The International News: Time to unfold Tahirul Qadri's gains from sit-in

Mumtaz Alvi
Friday, January 18, 2013
From Print Edition

ISLAMABAD: Tehrik-i-Minhajul Quran (TMQ) chief Dr Muhammad Tahirul Qadri staged an unprecedented sit-in on the Jinnah Avenue.

Majority of those who attended the march belonged to poor and middle classes; they came here in hope of a better life through a real change. How much their leader achieved for them is to be seen in the coming weeks and months, and may be years.

Though the sit-in had many dimensions and aspects, the most significant was the active participation of housewives and school, college and university (female) students. They braved an alien setting in the bone-chilling weather. All the participants were not TMQ members — a reasonable number of them joined the sit-in after listening to Dr Qadri’s speeches and the resolve of his supporters on TV channels and reading newspapers.
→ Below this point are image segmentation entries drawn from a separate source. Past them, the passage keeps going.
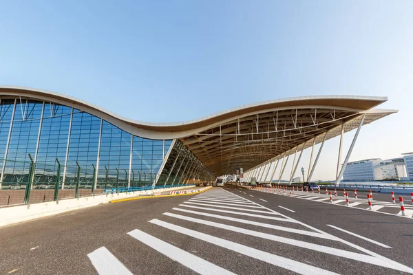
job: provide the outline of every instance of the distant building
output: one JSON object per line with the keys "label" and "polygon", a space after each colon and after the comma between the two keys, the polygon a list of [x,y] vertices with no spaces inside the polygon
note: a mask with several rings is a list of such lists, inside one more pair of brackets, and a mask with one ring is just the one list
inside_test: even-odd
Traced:
{"label": "distant building", "polygon": [[413,152],[405,153],[402,155],[403,155],[403,157],[406,166],[406,176],[410,180],[413,180]]}
{"label": "distant building", "polygon": [[294,183],[301,182],[301,177],[295,177],[294,179],[293,179],[293,182],[294,182]]}
{"label": "distant building", "polygon": [[[412,155],[413,157],[413,155]],[[413,175],[413,157],[412,157]],[[343,177],[350,182],[400,180],[405,178],[405,159],[368,159],[347,164]]]}

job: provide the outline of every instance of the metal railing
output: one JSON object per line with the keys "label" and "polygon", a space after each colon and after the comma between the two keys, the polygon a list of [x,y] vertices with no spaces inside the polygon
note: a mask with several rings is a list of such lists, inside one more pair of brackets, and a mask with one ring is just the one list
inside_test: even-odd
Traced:
{"label": "metal railing", "polygon": [[108,188],[104,189],[103,192],[107,194],[114,193],[123,193],[123,192],[131,192],[137,191],[145,191],[149,190],[156,190],[162,188],[169,188],[173,187],[183,187],[183,186],[195,186],[195,184],[174,184],[174,185],[165,185],[165,186],[140,186],[140,187],[122,187],[120,188]]}

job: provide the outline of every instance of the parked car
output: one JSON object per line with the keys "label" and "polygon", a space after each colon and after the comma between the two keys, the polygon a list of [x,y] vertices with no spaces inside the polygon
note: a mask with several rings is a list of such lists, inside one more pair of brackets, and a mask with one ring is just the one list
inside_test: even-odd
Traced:
{"label": "parked car", "polygon": [[308,189],[308,191],[318,191],[319,186],[317,184],[312,184],[310,182],[306,182],[303,186],[304,191]]}

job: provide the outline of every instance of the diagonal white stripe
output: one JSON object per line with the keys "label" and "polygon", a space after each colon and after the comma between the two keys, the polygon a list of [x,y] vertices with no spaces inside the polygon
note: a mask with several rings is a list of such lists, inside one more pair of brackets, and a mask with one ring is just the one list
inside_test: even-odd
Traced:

This correspondent met around 60 men, women and students, who were from Islamabad and had never been the part of the TMQ or any other political party.

The majority represented those facing financial hardships; their miseries have compounded in the recent years and they blame the PPP-led government for this sorry state of affairs. Needless to say, this compelled them, including women and young students, to pour into the federal capital in thousands and paralyse the corridors of power through their completely peaceful protest.

The issues Dr Qadri focused on during his speeches here and on December 23 at Minar-e-Pakistan are of common nature but bite the masses hard. Almost all these will be the part of every political party’s election manifesto to woo voters such as provision of commodities and availability of gas and electricity, etc. The timing of this show may be debated, but the issues he came up with are genuine and can motivate the teeming millions to march on Islamabad anytime.

“We are confident that our Quaid forced these rulers to accept his legitimate demands, which will go a long away towards lessening the deep-rooted problems people like us face and have been facing for decades,” said Qazi Muhammad Anwar, who headed a procession of 40 Hiace vans from Chakwal to be part of the march and the sit-in.

Asked how he and those who came along with him felt when Dr Qadri announced the government’s readiness for talks with him, he said they were confident that their Quaid would emerge as the winner.